Post by doghouseriley on Jul 9, 2024 11:48:49 GMT
As it was running slow, I took the carousel motor out a year ago and cleaned the commutator as best I could. But it started tripping out again a few months ago.
It's an absolute pain to get out. So as it lives in our summerhouse at the bottom of our garden, I waited till the (slightly) warmer months to tackle it.
You have to remove the small back panel and try to get a spinner on the three bolts that secure it by "feel" as you can't see them. To do this, you have to lie full-length on the floor behind the box.
An even bigger problem putting it back! Though I put Blu-tac around the head of the spinner to hold the bolts on.
Not easy when you are 84. (But still fit enough to play golf the following day!)
Anyway, I'd seen somewhere a tip for removing scoring on a commutator.
I put the spindle in my electric drill and locked it in the vice on my work bench. I then got half a pencil and wrapped a strip of fine emery paper just as wide, lengthways, around the pencil and held it against the commutator and turned on the drill.

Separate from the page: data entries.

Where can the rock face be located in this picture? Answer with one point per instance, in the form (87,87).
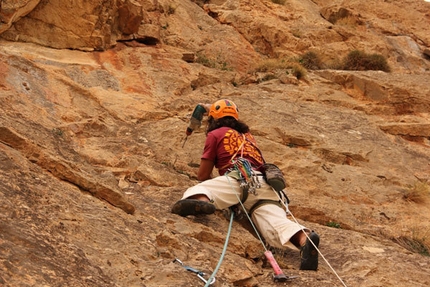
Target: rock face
(95,97)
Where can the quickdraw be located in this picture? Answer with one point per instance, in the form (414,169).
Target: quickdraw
(200,274)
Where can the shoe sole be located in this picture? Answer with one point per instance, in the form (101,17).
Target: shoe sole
(186,207)
(309,254)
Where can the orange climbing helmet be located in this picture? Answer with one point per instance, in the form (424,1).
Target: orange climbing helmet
(224,108)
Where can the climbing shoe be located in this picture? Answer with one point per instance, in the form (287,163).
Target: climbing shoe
(309,254)
(186,207)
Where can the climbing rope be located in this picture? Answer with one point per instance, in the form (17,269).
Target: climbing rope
(223,251)
(295,220)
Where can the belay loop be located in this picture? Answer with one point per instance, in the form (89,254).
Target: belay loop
(248,179)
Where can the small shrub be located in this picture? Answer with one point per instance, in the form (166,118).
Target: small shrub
(361,61)
(333,224)
(310,60)
(298,71)
(417,193)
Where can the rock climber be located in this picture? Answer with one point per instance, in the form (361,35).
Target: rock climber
(231,148)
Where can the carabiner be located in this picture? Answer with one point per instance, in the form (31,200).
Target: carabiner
(200,274)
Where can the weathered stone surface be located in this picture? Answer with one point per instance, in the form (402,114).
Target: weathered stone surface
(12,10)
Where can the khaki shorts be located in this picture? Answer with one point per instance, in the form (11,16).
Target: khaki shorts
(270,219)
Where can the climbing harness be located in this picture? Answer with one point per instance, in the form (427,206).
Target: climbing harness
(278,275)
(200,274)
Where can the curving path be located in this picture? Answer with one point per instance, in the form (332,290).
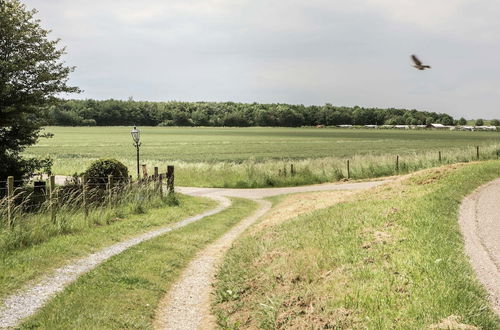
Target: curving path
(30,299)
(187,305)
(27,301)
(480,226)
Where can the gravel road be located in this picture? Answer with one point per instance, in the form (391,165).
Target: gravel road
(28,300)
(480,226)
(187,305)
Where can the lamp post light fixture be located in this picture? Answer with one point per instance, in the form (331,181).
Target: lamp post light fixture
(136,136)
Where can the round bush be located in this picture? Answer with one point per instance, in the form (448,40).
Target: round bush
(98,171)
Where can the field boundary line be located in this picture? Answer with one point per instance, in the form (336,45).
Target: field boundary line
(27,301)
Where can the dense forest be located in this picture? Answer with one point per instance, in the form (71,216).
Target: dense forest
(116,112)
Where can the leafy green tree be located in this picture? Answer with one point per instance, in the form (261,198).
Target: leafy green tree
(31,75)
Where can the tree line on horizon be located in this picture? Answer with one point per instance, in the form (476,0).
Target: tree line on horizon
(118,113)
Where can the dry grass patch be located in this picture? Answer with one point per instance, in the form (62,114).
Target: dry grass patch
(390,257)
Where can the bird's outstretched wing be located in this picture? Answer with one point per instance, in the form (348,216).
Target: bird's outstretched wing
(416,60)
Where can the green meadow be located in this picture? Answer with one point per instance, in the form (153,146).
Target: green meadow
(257,156)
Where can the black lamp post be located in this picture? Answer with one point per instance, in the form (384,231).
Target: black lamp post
(136,135)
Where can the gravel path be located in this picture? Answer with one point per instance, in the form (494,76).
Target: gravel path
(28,300)
(268,192)
(480,226)
(187,306)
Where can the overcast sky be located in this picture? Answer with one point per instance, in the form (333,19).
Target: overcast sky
(353,52)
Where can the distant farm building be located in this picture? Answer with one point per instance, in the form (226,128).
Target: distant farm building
(486,128)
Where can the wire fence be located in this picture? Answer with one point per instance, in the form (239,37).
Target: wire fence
(19,198)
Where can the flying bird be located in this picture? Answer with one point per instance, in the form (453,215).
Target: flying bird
(419,64)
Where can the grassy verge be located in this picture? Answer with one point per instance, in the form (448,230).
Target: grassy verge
(17,267)
(124,292)
(393,258)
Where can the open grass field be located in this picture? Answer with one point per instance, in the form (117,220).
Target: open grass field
(252,157)
(389,258)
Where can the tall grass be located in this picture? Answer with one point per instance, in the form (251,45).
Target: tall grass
(389,258)
(276,173)
(32,223)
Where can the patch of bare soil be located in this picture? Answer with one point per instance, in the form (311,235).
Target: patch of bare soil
(297,204)
(452,322)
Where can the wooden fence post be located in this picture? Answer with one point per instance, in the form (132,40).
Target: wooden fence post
(160,185)
(156,178)
(52,197)
(170,179)
(84,196)
(110,188)
(10,199)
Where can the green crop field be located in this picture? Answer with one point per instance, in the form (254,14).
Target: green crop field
(240,157)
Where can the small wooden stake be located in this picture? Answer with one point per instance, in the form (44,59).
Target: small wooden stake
(52,197)
(110,188)
(170,179)
(10,199)
(85,188)
(160,185)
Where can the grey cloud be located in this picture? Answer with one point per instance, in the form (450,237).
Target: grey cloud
(311,52)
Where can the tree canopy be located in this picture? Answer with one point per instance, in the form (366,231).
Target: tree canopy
(31,76)
(174,113)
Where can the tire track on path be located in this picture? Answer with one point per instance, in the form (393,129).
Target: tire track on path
(29,300)
(187,304)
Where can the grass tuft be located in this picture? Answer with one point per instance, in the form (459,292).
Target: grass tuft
(392,257)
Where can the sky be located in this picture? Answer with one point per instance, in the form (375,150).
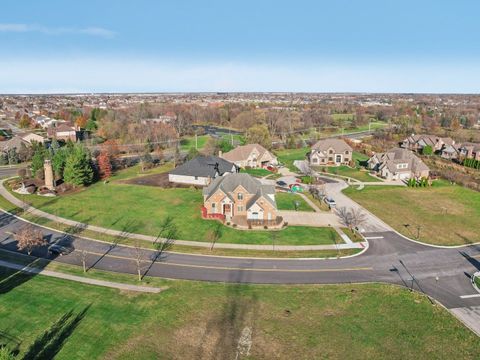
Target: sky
(54,46)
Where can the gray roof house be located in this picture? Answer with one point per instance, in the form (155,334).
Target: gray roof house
(201,170)
(240,198)
(330,152)
(398,164)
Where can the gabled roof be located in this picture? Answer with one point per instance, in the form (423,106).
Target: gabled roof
(338,145)
(395,156)
(228,184)
(243,152)
(204,166)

A few changes of paper and it looked as good as new. I remembered to scrape out with the tip of a Stanley knife blade, a bit of the insulation between the segments.
I did test it before putting it back.
I had been looking for a replacement motor, but these seem to be made of "unobtainium."
If I'd called out one of the few remaining Jukebox service companies, they would likely want to take it back to their workshop and raise it to a "working height." This would have cost me "an arm and a leg," rather than just 59p for a sheet of emery paper.
It's working and looking almost as good as new. I've been lucky, apart from having to remove twenty years of cigarette tar on all the surfaces, the responsibility of the previous owner, when I bought it on eBay fifteen years, ago I've only ever had to just replace the turntable motor grommets.
Few of these models will now have a graphic equally as good as this. They fade over time. But fifteen years ago I managed to get a "new old stock" replacement from Leon at Jukebox parts for the princely sum of £5.